I Am Kalam Hindi Movie Review
Recently, at an event, filmmaker Prakash Jha very bluntly confessed there are very few sellable stars in the industry and one has to succumb to roping them if one needs any recognition or weightage for one's film. Quite true as there come many a small budget films that go unnoticed in the slew of mega starrer ones that make it to the box-office. One such small wonder is I Am Kalam.
Set in Rajasthan, I Am Kalam is the story of Chhotu (Harsh Mayar), an intelligent child and his hunger for education, something which he cannot aspire to have because of his family's poverty-stricken status. He has to work at the roadside Dhaba so that he can send some money to his mother back in the village home. Luckily for him, Dhaba owner Bhati (Gulshan Grover) is a kind man and indulges him after finding out that Chhotu is a fast learner. One day, upon hearing a speech from Dr. Abdul Kalam, the former President of India, Chhotu vows to change his future. Just like him, the former President too suffered great hardships as a child, but through sheer determination, perseverance and hard work mapped his own course. From that day forward, the enterprising lad drops the name Chhotu - a tag used to identify countless labouring boys across India, and adopts the pseudonym 'Kalam'. Like the former President, Chhotu pledges to become a hero someday. He is aided in his mammoth quest by his loyal friend Prince Ranvijay (Husaan Saad).

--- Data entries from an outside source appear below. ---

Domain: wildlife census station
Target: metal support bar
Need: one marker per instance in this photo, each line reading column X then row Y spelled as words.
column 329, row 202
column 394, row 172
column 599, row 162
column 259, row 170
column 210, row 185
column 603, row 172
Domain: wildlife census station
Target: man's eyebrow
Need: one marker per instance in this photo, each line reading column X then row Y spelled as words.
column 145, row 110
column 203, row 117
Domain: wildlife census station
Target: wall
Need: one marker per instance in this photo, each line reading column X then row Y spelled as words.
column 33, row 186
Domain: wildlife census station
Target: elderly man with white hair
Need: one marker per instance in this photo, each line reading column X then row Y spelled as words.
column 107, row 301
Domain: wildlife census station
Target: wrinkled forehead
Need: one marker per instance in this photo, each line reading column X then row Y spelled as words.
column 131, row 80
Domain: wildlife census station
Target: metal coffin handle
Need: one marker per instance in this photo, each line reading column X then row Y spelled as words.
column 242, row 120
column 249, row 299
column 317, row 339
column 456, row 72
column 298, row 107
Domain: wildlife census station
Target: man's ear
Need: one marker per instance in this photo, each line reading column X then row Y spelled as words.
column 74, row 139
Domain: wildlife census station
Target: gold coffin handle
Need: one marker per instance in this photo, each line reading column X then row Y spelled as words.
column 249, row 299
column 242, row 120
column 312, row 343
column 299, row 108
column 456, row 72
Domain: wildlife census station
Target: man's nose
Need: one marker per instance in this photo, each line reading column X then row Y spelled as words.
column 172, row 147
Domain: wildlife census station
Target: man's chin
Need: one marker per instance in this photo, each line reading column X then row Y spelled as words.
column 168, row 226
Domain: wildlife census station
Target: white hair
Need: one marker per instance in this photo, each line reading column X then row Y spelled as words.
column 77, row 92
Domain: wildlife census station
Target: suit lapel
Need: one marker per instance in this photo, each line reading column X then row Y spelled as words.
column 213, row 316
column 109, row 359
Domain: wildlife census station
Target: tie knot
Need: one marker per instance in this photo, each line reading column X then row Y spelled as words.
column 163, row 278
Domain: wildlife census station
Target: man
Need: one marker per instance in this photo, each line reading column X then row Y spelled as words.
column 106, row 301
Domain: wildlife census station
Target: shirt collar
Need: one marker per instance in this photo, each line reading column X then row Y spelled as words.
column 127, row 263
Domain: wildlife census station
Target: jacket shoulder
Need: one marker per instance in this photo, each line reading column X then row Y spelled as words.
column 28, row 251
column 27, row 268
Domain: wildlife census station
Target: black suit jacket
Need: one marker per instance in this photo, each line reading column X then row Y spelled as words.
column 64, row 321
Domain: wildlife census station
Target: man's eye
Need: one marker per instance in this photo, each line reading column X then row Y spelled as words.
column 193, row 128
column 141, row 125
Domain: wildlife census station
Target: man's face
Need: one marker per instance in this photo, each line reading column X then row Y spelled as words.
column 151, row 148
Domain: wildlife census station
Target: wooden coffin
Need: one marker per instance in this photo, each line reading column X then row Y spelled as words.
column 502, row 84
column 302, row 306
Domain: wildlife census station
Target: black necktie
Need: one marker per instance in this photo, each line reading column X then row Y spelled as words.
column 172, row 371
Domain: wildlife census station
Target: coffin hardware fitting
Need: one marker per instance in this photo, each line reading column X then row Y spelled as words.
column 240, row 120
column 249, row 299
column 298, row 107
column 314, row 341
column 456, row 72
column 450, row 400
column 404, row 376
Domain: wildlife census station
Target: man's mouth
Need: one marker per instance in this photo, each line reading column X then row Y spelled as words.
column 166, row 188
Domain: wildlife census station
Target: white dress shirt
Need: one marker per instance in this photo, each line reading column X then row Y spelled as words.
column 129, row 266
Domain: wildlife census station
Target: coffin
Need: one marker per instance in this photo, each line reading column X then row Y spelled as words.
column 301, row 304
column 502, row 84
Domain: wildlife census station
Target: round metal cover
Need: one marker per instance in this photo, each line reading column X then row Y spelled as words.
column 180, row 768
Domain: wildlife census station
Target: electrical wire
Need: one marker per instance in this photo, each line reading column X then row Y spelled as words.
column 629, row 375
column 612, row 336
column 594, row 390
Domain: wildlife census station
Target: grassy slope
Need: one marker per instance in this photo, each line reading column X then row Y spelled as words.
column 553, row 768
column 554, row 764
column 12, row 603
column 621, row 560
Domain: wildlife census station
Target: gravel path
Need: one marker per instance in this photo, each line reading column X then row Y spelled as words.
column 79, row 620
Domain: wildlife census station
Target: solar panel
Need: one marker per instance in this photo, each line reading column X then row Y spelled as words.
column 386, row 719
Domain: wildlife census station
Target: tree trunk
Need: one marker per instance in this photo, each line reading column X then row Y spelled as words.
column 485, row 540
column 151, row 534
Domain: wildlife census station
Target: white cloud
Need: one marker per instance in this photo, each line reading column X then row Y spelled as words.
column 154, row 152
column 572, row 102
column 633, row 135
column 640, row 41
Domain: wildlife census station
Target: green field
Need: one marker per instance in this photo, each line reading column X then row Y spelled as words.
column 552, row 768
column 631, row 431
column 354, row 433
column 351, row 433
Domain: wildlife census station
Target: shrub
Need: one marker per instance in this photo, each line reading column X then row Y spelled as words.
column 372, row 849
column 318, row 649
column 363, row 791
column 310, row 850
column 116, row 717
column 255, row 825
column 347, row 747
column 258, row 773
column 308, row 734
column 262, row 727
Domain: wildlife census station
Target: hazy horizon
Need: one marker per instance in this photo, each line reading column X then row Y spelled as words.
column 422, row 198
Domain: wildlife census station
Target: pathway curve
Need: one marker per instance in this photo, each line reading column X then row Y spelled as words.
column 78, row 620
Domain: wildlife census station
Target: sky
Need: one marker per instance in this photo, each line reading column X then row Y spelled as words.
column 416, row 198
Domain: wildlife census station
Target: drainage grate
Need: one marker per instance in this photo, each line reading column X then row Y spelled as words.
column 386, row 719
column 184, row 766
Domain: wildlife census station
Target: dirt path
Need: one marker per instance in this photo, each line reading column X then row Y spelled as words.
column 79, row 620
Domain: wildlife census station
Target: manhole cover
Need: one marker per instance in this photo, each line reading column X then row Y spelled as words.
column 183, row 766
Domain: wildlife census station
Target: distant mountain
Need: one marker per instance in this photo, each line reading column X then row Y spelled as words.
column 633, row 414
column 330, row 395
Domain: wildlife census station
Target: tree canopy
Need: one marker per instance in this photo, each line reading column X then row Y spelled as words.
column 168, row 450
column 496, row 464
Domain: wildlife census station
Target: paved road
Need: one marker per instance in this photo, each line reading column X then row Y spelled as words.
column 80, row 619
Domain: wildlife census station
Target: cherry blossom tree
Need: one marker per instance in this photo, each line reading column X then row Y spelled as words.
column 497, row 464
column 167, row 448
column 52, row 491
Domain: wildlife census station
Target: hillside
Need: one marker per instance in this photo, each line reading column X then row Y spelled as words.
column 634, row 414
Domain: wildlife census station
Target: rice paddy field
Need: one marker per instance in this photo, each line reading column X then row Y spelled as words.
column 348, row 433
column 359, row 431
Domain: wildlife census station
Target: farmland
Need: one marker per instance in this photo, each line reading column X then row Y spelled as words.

The film has done the rounds of many film festivals and has won a lot of awards as well and it is but natural for such an inspiring tale to receive appreciation from APJ Kalam as well. But it's fate at the box-office is still unknown. But keeping the economics aside, filmmaker Nila Madhab adapts the pauper to prince narrative and puts across an interesting built-up to a story that captivates your attention literally making you a part of their lives and complexities. It gives a very heart touching representation of millions of child labourers who have dreams manifold to become big someday.
What takes the cake in this film is the spell binding cinematography Mohana Krishna who captures the heart of Rajasthan stupendously. Harsh Mayar as Kalam gives a very compassionate performance and for a first timer he does a fantabulous job. Coming from Delhi Slums to 35 MM cinema and performing with such ease Harsh is a living example of the character he plays onscreen. Gulshan Grover as well as Pitobash Tripathy are brilliant in their parts.
What could've made the film flawless was the pace and the editing. Being an art house film, it should've been consistent in its plot without straying into unneeded scenes that only slump the narration of the plot. Even the part where Kalam runs away all the way to Delhi only to handover a thank you letter to APJ Abdul Kalam, a little bit of drama out there could've made the film more intense but at the end of the it one doesn't care about the nitty-gritty's for a film as beautiful and compassionate as I Am Kalam.
To sum it up, I Am Kalam is that little gem which needs recognition. If it takes a star to promote a great film (read Salman Khan producing Chillar Party purely for its brilliance), I Am Kalam definitely deserves one too.